According to the ONS’s figures, which looked at the three months up to April, that’s the second drop we’ve seen in as many months, and the fastest fall in almost three years. To put that figure into real terms, it means that our pay is now worth 0.6% less than it was. Or, we’re 0.6% poorer than in March.
Further compounding the issue is the fact that inflation is now at a four-year high of 2.9%. And because of that, everything from our bills to our groceries are costing more than we’re earning, which makes us feel poorer than we are. The news comes despite the fact that the country is at full employment – hailed by David Gauke, Work and Pensions Secretary, as ‘another strong set of record-breaking figures.’ The ONS noted that the unemployment is at its lowest rate in 42 years, with just 1.53 million find themselves unemployed.
Matt Hughes, a senior statistician at the Office of National Statistics, commented on the news, saying:
‘Many labour market indicators remain strong, with the employment rate at a joint record high and the inactivity rate at a joint record low since comparable records began in 1971. On the other hand, with wage growth continuing to slow and inflation still rising real pay is down on the year.’
In a strictly mathematical sense, then, it’s a case of good news (fewer people out of work) and bad news (we’re earning less). Indeed, the last time we saw wage growth fall was in the aftermath of the global financial crisis; however, at that time, unemployment was also down – so, technically, we’re still in a better position than before, even if our stagnating wages means it may not feel like it.
Stephen Clarke, an economics analyst at the Resolution Foundation, summed it up:
‘The sharp contrast between our terrible record on pay and strong jobs performance shows that the currency-driven inflation we are experiencing is not feeding through into wage pressures and is simply making us all poorer instead.’
Perhaps more worrying is the knock-on effect that these problems cause the country’s economy as a whole. With budgets squeezed and belts tightened, UK households are beginning to focus on essential purchases like food and fuel, rather than perceived ‘luxury’ goods, causing retail sales to fall. That, in turn, has a negative effect on our GDP, which has currently slowed to just 0.2%. Meanwhile, general economic uncertainty plays its part, much to the dismay of UK workers.

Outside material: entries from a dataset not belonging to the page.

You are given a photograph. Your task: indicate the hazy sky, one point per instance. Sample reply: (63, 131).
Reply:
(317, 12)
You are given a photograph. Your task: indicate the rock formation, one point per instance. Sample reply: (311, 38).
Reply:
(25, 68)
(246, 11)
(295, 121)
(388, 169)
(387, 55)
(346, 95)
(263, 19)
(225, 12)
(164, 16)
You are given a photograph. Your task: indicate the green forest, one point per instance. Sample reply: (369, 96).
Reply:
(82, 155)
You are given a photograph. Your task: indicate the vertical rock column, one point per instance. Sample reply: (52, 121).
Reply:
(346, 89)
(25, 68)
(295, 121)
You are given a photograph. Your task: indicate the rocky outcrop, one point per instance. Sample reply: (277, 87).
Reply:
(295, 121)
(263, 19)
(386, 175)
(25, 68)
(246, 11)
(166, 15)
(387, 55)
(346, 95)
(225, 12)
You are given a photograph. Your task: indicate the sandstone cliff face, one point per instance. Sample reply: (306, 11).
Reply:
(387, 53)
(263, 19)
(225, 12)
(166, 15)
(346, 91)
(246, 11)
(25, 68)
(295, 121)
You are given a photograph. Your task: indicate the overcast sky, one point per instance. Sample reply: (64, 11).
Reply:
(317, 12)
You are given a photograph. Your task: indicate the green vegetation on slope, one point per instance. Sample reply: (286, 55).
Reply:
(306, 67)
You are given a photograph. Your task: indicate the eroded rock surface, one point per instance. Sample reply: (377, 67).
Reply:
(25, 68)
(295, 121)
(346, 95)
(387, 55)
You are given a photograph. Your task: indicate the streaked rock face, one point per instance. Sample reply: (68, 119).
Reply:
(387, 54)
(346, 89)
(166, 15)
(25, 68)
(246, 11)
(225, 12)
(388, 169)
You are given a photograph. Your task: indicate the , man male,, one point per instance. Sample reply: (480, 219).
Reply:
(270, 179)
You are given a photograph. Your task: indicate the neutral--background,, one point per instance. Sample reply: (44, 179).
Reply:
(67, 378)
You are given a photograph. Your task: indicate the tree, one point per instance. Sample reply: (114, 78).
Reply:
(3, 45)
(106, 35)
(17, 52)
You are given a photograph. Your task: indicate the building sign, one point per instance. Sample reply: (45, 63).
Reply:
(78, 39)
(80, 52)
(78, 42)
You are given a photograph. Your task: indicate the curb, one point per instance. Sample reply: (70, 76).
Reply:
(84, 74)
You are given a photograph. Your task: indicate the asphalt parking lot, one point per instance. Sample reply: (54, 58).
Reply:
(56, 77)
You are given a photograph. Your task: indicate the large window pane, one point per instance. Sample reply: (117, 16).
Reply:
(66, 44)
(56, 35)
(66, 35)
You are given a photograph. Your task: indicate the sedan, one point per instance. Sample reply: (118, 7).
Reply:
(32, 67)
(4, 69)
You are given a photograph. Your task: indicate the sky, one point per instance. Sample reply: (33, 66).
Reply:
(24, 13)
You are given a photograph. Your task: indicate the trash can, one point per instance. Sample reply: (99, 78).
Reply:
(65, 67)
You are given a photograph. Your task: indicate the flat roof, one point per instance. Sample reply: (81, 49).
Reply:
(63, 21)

The chief UK economist at Pantheon Macroeconomics, Samuel Tombs, explained:
‘Firms are responding to rising raw material costs and uncertainty about the economic outlook by doubling down on pay awards.’
Essentially, then, spiralling costs and uncertainty is driving businesses to hold back on any meaningful pay rises for employees, since doing so may stand to put many of them out of business in the long-run (and, ultimately, adding to those unemployment figures). So, rather than a single reason – or, indeed, a single silver bullet to slay the grim economic outlook – there are many factors all conspiring, in perfect storm formation, to further fuel the growing sense that the pound in our pocket isn’t worth quite as much as that right now.